Recado do Banco Central a Lula e Haddad: entenda os sinais ao governo

Recado do Banco Central a Lula e Haddad: entenda os sinais ao governo
Crédito: Divulgação
Fernanda CappellessoPor Fernanda Cappellesso 19 de setembro de 2025 11

Brasília — O Banco Central (BC) enviou um recado claro ao presidente Luiz Inácio Lula da Silva e ao ministro da Fazenda, Fernando Haddad. Em comunicado divulgado após a reunião do Comitê de Política Monetária (Copom), a autoridade monetária manteve a Selic em 15% ao ano e ressaltou que não há espaço para cortes enquanto persistirem incertezas fiscais e expectativas de inflação acima da meta.

Sinal de cautela

O documento destacou que o BC “segue acompanhando como os desenvolvimentos da política fiscal impactam a política monetária e os ativos financeiros”. A mensagem foi interpretada pelo mercado como um pedido de maior previsibilidade das contas públicas por parte do governo.

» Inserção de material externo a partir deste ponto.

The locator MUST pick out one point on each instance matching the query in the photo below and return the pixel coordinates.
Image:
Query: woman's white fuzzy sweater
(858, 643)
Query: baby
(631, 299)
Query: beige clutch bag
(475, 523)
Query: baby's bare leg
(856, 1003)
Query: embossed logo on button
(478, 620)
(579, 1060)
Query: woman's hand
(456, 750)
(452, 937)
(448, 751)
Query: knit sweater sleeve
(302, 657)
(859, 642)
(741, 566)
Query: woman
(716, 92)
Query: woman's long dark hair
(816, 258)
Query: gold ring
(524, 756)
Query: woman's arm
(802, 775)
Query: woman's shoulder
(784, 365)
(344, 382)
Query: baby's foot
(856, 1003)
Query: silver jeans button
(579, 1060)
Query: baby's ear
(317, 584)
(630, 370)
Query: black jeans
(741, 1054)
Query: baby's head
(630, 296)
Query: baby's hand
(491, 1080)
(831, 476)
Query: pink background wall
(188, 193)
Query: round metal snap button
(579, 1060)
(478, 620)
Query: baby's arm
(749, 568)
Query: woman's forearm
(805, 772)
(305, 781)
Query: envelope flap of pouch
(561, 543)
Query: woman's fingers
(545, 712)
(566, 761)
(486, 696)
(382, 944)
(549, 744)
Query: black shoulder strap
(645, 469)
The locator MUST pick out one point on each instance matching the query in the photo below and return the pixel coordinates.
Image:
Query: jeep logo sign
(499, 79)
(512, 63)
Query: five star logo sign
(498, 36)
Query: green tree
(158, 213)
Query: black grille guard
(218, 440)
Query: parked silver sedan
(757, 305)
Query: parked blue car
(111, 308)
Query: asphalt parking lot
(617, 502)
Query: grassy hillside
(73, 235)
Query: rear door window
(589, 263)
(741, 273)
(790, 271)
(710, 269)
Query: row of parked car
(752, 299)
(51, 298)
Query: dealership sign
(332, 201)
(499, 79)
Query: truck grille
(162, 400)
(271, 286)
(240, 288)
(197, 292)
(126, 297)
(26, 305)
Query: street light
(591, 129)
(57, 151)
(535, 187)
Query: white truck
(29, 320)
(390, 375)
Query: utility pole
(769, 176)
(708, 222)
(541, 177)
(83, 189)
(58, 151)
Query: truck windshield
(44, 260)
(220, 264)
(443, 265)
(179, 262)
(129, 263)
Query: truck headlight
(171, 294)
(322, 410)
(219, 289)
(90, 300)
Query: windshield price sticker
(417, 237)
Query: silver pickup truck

As projeções de inflação seguem acima do centro da meta. O Relatório Focus mostra expectativa de 4,83% em 2025e 4,30% em 2026, contra uma meta central de 3%, com margem de tolerância de 1,5 ponto percentual.

Juros no mesmo patamar

A decisão de manter a taxa básica reflete a leitura de que os preços ainda não convergiram de forma consistente. Segundo o Copom, apenas com sinais mais sólidos de disciplina fiscal e credibilidade nas metas de inflação será possível discutir cortes.

Analistas avaliam que o recado reforça o tom duro da política monetária. Para o economista Fábio Murad, ouvido pela Veja, “a manutenção dos juros elevados será a regra enquanto não houver clareza sobre o equilíbrio das contas públicas”.

Mercado atento

A comunicação do BC teve efeito imediato nos mercados. O dólar oscilou em alta após o anúncio, enquanto os juros futuros recuaram levemente, em sinal de que investidores ajustaram suas apostas para o curto prazo.

Ainda assim, o cenário de incerteza fiscal mantém prêmios de risco elevados. No Focus, a projeção para o PIB de 2025 foi revista para 2,16%, com tendência de revisão para baixo diante da combinação de juros altos e dúvidas fiscais.

Reação política

A mensagem foi recebida no Palácio do Planalto como um lembrete de que a condução da política fiscal será determinante para a queda dos juros. Haddad tem defendido o novo arcabouço fiscal, mas o BC cobra resultados concretos para reduzir a dívida e conter gastos.

Esse embate repete situações já vistas em governos anteriores. Em diferentes momentos, a autoridade monetária adotou comunicados duros para reafirmar sua autonomia diante de pressões políticas.

O que está em jogo

O Banco Central deixou claro que sua estratégia depende da convergência da inflação para a meta. Para o governo, isso significa que medidas de estímulo ao crescimento precisam vir acompanhadas de responsabilidade fiscal.

Enquanto não houver sinais nesse sentido, o custo do crédito continuará elevado, afetando empresas, famílias e o ritmo de expansão da economia brasileira.